Easter eggs e outras informações
– Nevertheless She Persisted é uma importante frase para o movimento feminista norte americano, que em português pode ser traduzida como: Mesmo assim ela persistiu. A frase foi dita por Mitch McConnell após silenciar a senadora Elizabeth Warren, em fevereiro de 2017. Após o acontecimento o senador McConnel disse: “Ela foi avisada. Ela recebeu uma explicação. Mesmo assim ela persistiu”. A frase então terminou como um símbolo da luta feminista em várias marchas.
– O Superman mencionou o ‘Warworld’, um mundo artificial em que o herói foi colocado para lutar como um gladiador.
– Rhea mencionou a cidade de Star City, provando que ela existe na Terra-38, mas acho que o Flash já havia feito isso antes.
– Calista Flockhart, a Cat Grant, é casada com o ator Harrison Ford, o Han Solo da franquia Star Wars. Infelizmente a Cat nunca assistiu nenhum filme da saga espacial.
– Cat Grant sabe que a Kara é a Supergirl. Agora só falta a Lena, porque né? Não aceito essas mulheres inteligentes não desconfiarem de algo tão óbvio.
– Ainda não está claro quem exatamente foi colocada na nave (estou assumindo que seja uma vilã) e enviada para o espaço no mesmo dia em que Kal-El e Kara partiram de Krypton, mas algumas teorias podem ser feitas a partir das pequenas informações dadas pela montagem da cena.

– Aquele parecia um culto dedicado a aquela criança. Durante os Novos 52 a Kara precisou lidar, assim que chegou à Terra, com a raça de ‘Worldkillers’, os Destruidores de Mundo. Entre as destruidoras, Reign. Criada especificamente para agir como antagonista da última filha de Krypton, Reign foi introduzida em Supergirl Vol. 6, número #5, em 2012. Em se tratando de um culto dedicado a adorar uma criança responsável por trazer a destruição, faria sentido estarmos lidando com os Worldkillers. Sua presença também faz conexão com a frase dita em que a criança havia sido enviada para ‘reinar’.
– Também podemos colocar na lista outro personagem, dessa vez um menino, conhecido como Lar-On, o lobisomem kryptoniano. Recentemente, em Renascimento, a Supergirl encontrou Lar-On em uma nave. Atualmente ele está preso no DEO, enquanto procuram uma cura para sua ‘condição’ lupina. Faria sentido um grupo dedicado a adorar uma criatura com poderes especiais mesmo ali, em Krypton e sem o sol amarelo.
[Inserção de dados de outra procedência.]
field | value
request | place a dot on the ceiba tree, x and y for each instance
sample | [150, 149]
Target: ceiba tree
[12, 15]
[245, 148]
Também conecta com o fato de terem colocado sangue na boca do bebê.
– Outra opção seria o Doomsday, o vilão que matou o Superman. Em Supergirl já temos um Superman sacramentado como o salvador do planeta, mas em nenhum momento é mencionado o evento mais impactante das histórias em quadrinhos, que é a ‘Morte do Superman’. Trazer Doomsday seria interessante e também justificaria a presença do culto, assim como o ódio que o vilão sente por pessoas daquele planeta. Também ofereceria um momento icônico para o Superman e uma oportunidade para que os roteiristas não precisem lidar com a presença do primão sempre que um evento causador de destruição surgir em National City.
– No final do episódio, enquanto Mon-El está em sua nave, um buraco parecido com os abertos em The Flash, surge. Poderia este ser o momento em que Mon-El vai para o futuro e acaba se unindo a Legião? Ou teria Mon-El ido para outra Terra/Universo?
– James nem apareceu no ultimo episódio. Gosto do personagem, mas ele já não tem mais espaço dentro da série. Ou isso ou então ele terminou nocauteado por alguém por causa da sua armadura, praticamente idêntica a dos invasores.
– Os efeitos do episódio estavam muito bons e todo o clima de fim do mundo foi bem adequado, apesar de terem repetido o mesmo cenário do beco mais uma vez.
– Alex e Maggie vão casar na próxima temporada. Não tem espaço aqui para incluir toda a minha felicidade.
– Cat Grant voltou? Mais participações na próxima temporada? Rao, nunca te pedi nada.